What classic YA tropes are currently present in your book? How can you use what you want to say and your unique voice to twist it so it’s a little different? This is where I suggest you have a rummage on TikTok and see how people are reacting to the tropes you’ve used. What do they think is great, what do they think feels overdone? What feels out of place in the modern world?
Let’s take an example: enemies-to-lovers in YA romantasy.
Two love interests, on either side of some kind of war. One with the ‘bad guys’, and the other someone the bad guys have told the love interest to hunt down.
What about this trope do your readers love?
The passion, the spark, the tension – that all needs to stay and is what keeps your readers coming back for more. The idea that the good guy is going to convince the ‘bad guy’ to join them because their love is worth it, and help them see the error of their ways or free them from whoever they were serving, is the usual end to this trope.
How can you bring your own twist?
Maybe instead of good convincing bad, it happens the other way around?

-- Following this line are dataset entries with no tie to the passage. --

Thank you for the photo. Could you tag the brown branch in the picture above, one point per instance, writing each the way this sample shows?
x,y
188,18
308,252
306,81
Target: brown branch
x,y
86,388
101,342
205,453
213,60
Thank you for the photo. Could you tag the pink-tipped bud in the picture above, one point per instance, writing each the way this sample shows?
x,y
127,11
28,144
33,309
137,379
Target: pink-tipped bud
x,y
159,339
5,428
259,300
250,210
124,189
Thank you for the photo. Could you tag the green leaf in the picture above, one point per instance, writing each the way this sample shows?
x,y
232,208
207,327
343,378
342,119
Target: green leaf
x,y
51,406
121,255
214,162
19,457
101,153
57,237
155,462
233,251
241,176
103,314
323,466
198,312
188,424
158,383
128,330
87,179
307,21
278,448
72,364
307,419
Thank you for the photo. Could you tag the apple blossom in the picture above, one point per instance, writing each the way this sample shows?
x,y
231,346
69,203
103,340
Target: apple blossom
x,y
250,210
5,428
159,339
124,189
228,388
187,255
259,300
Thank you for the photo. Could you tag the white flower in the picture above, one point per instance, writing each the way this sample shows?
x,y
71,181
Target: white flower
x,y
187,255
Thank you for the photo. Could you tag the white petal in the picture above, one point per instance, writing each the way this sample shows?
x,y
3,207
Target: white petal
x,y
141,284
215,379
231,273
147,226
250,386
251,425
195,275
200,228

Perhaps we think at the end of book one that good has lost because they’ve switched sides to be with the person of their dreams – maybe we don’t see until the epilogue it’s all a ruse and they’re planning on bringing it all down from the inside! Maybe they were never lovers at all and it was all a ruse to finally get close to them? Maybe both of them decide fighting on either side of it all is pointless and find their own happiness – only to be interrupted in book two?
Whatever angle you go for (and there are SO many options!), try to keep it relevant to what you’re trying to say. If you’re exploring what a world would look like when hatred is given real power, remember the context you’re saying this in, and make sure the reader feels that connection too.
3. Keep an eye on the market
Four years ago, new voices in young adult fiction were struggling to be heard amongst established brand authors. Now, because of a new algorithm courtesy of TikTok, publishers have a way to connect directly with how people are finding new books – so you should be looking into this too.
BookTokkers are grouping books by aesthetic, by levels of devastation at the end, by how it made them feel. Genre has become more specific so that readers can find their niche. Booksellers are listening to that and beginning to highlight their favourite YA love triangle or body horror.
You need to be consistent with what you’re giving your reader throughout your book so that the atmosphere and tone of your work can find the right audience – get involved with the community and see where your book would sit. What makes it stand out in that space? How do you bring that aspect of the book to the forefront? If you can, go to YALC and engage with the readers you’re writing for first-hand. What excites them? What are they looking for on their bookshelves?
4. Know your audience
As much as your publisher and agent might have a brilliant strategy for your work, it’s important you do too, so that it’s clear to them when they pick up the manuscript.
Think about this year’s YA debut UK bestseller, Girl, Goddess, Queen. The author, Bea Fitzgerald, is a TikTok creator with a large following, specifically making comedic content about Greek gods.
She was able to see exactly what kind of content worked with her audience and it led her to her book: a retelling of the classic tale of Hades and Persephone that empowers Persephone in ways the myth does not, making it more palatable to modern audiences. With plenty of spice and a fake dating trope thrown in, she had YA readers completely entranced!
It’s a brilliant success story and the clarity of her pitch and her market knowledge was so clear that her team was able to facilitate that vision, leading to the deserved success of the book.
Whilst you don’t need to have built an audience before you get an agent, that clarity of mission and understanding of the market is key to making sure you’re creating the best young adult fiction possible for your readers.
So go forth, find the message that only you can give, research your young adult fiction, get to know your audience – and then deliver them something that even they didn’t see coming.